UPS / Battery Backup For HPC Systems

toreliza · September 16, 2019, 10:11pm

Hello,

We’re re-evaluating the battery back up policies for our data center. Currently we have all nodes on battery back up; head nodes, storage nodes, compute nodes. We are thinking of no longer backing up compute nodes, and are wondering what hardware/nodes other institutions consider critical to back up (via battery). If other HPC centers have experience and/or advice they would be willing to share I’d very much appreciate the wisdom!

dertz · September 17, 2019, 1:07am

The batteries keep our systems up and constant power while the generator gets up to point where it produce the energy need. This eliminates equipment failures sometimes experienced with rapid power lost. It has been my experience that turning on and off equipment increases the risk of equipment failure. The sudden lost of power also can also increase risks of leaving software applications in unstable states and the time required to clean up after power failures more than pays for the cost of the batteries.
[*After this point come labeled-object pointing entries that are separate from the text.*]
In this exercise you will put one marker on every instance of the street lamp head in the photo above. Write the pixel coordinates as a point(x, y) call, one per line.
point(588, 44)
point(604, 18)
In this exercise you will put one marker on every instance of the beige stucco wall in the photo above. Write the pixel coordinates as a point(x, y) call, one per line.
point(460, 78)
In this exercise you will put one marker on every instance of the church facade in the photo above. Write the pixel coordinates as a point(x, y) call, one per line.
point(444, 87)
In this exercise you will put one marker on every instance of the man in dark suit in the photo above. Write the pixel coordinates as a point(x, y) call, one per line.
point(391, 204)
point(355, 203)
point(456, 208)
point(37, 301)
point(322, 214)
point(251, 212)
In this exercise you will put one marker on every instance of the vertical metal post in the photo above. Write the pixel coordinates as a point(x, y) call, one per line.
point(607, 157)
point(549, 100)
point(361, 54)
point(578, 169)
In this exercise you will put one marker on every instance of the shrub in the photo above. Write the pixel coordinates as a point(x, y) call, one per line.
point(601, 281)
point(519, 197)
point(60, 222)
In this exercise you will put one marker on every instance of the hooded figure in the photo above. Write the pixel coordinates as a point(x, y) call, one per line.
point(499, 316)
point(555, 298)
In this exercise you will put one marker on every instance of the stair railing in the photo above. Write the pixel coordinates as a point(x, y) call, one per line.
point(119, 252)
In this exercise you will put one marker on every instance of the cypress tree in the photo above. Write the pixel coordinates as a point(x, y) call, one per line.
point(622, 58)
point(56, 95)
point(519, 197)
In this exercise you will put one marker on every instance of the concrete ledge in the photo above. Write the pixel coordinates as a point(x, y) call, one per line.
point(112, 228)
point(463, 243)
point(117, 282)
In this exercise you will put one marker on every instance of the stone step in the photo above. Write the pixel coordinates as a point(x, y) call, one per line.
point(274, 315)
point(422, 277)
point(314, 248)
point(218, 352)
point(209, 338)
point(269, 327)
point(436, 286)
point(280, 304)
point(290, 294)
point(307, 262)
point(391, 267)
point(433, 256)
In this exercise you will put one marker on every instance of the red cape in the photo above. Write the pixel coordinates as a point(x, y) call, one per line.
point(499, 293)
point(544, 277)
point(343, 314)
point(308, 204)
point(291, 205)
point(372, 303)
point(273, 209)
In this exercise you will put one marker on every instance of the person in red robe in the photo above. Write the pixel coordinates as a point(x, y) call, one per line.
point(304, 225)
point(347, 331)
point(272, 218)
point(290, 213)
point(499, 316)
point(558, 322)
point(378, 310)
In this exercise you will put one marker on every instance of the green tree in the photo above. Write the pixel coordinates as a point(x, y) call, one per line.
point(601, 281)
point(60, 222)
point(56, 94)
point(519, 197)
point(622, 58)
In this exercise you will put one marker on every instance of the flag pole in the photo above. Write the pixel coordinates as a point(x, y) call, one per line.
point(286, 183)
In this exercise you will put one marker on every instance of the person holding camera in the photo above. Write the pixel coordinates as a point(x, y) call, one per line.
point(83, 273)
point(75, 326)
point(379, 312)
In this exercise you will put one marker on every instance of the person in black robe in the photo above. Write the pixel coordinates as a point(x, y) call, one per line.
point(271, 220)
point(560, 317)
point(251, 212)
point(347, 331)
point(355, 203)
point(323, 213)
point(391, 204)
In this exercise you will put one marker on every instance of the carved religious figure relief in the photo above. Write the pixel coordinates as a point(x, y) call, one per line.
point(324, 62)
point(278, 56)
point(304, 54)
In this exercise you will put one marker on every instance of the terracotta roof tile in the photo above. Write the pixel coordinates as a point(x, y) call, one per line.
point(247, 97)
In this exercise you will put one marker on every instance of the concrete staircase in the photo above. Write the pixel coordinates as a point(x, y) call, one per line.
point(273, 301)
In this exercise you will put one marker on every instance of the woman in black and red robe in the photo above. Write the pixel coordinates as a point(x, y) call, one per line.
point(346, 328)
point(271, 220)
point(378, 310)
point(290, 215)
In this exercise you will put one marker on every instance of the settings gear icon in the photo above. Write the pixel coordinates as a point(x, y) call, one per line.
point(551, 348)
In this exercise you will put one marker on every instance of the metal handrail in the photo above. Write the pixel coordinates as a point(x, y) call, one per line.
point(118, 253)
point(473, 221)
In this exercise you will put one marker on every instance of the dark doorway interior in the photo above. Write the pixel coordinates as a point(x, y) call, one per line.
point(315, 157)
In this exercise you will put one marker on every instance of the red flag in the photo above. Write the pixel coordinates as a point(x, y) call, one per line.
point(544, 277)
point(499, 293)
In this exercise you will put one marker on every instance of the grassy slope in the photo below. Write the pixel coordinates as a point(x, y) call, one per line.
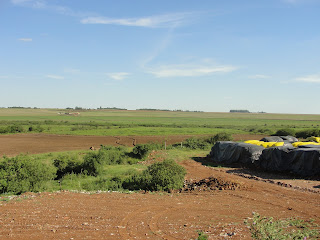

akkornel · September 17, 2019, 12:59am

We have our entire data center protected by double-conversion flywheel UPSes, just long enough to keep things up before backup generators can kick on in the event of a power outage. Personally, I’d suggest against segregating your data center in such a way.

That being said, our data center has more than just our HPC clusters. A fair amount of space is used for data storage, and alot of our space is used for things that aren’t clusters. That’s intentional, though; if you are building a data center around a cluster, and aren’t going to use it for anything else, then of course things will be different.

But it’s also nice having the peace-of-mind. We don’t have to take the risk that someone plugged a storage controller into the non-UPS rack. We don’t have to deal with a transient power issue knocking out all of the compute nodes, not only from the sudden workload of having to bring everything back up, but also from the impact to our reputation. It can be hard telling users that they’ve lost a day of compute because we decided to save $X in capital costs. And of course the outage would happen when there’s a critical grant deadline.

All that being said, there are still ways you can save money. We use flywheel UPSes, so there are no batteries to replace. We do fresh-air cooling whenever possible, which saves on power costs. Our PDUs run at 240 VAC line-to-neutral (415 VAC line-to-line), which means we only need a single set of transformers (prior to the UPS), plus a small 120/240 transformer for office spaces. And our data center is single-fed: We have two sets of cables coming in to the building, but we are getting power from just one substation. Each rack only has one PDU, and row only has one set of busbars, and traces back to only one UPS. We have to shut everything down once every 5 years, for several days of maintenance, but it was deemed to be an acceptable trade-off for a research data center.